Richard Holbrooke, U.S. envoy for Afghanistan and Pakistan, enters a tent to meet a displaced family from the Swat and Buner district in Mardan, Pakistan, in June.

Richard Holbrooke, U.S. envoy for Afghanistan and Pakistan, enters a tent to meet a displaced family from the Swat and Buner district in Mardan, Pakistan, in June.

Political leaders around the world have been hailing Richard Holbrooke, the U.S. diplomat who died in Washington on December 13 of complications from a torn aorta, as a great negotiator who helped end the Balkan wars of the 1990s by brokering the Dayton peace accords.

But analysts and experts say his influence on U.S. policy toward Pakistan and Afghanistan had been waning in recent months and his death is not expected to alter Washington's course in those countries.

In paying tribute to his special envoy to those two countries, U.S. President Barack Obama described Holbrooke as "a true giant of American foreign policy."

Pakistan's President Asif Ali Zardari and Foreign Minister Shah Mahmood Quershi said Holbrooke's death has left a huge vacuum. In Kabul, Afghan President Hamid Karzai called Holbrooke a "veteran and seasoned diplomat" who had "served greatly the government and the people of the United States."

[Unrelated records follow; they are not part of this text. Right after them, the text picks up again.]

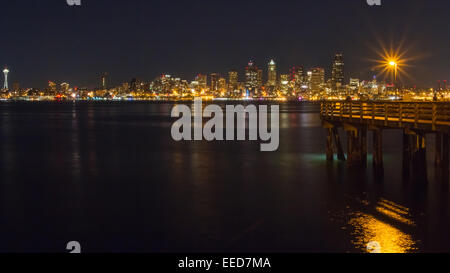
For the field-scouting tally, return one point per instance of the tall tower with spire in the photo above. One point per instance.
(272, 73)
(6, 71)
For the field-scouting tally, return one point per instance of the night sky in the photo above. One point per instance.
(49, 40)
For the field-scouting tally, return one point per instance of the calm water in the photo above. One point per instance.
(110, 176)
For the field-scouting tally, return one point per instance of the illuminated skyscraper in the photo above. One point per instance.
(233, 79)
(284, 83)
(317, 79)
(272, 73)
(202, 80)
(6, 71)
(104, 81)
(297, 75)
(337, 73)
(259, 79)
(214, 81)
(251, 76)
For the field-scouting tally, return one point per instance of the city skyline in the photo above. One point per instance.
(145, 40)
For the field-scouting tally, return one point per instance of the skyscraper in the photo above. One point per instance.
(104, 80)
(251, 76)
(317, 79)
(297, 75)
(214, 81)
(233, 79)
(259, 79)
(201, 79)
(272, 74)
(337, 73)
(6, 71)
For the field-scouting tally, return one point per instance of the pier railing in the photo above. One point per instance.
(428, 115)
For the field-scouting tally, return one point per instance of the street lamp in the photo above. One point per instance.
(394, 65)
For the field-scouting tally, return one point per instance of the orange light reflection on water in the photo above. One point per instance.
(367, 228)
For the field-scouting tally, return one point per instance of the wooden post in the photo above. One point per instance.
(406, 153)
(420, 157)
(445, 158)
(330, 153)
(363, 145)
(337, 142)
(438, 149)
(378, 148)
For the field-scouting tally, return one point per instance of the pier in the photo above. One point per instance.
(415, 119)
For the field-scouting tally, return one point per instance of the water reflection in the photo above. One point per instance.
(376, 227)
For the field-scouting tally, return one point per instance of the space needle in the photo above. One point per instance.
(6, 71)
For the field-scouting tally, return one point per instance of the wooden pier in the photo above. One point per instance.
(416, 119)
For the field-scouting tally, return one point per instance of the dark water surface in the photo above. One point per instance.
(110, 176)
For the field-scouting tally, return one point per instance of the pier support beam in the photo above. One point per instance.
(420, 156)
(438, 150)
(378, 148)
(445, 157)
(407, 152)
(330, 153)
(337, 142)
(363, 135)
(355, 137)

Experts on Pakistan and Afghanistan, however, say Holbrooke's death is unlikely to bring about any sudden changes in U.S. policy toward the region.

Tariq Fathmi, a former Pakistani career diplomat who currently works as a political analyst, says any vacuum created by Holbrooke's death would be more related to the way the Obama administration interacts with politicians and other diplomats from other countries than any drastic U.S. policy changes.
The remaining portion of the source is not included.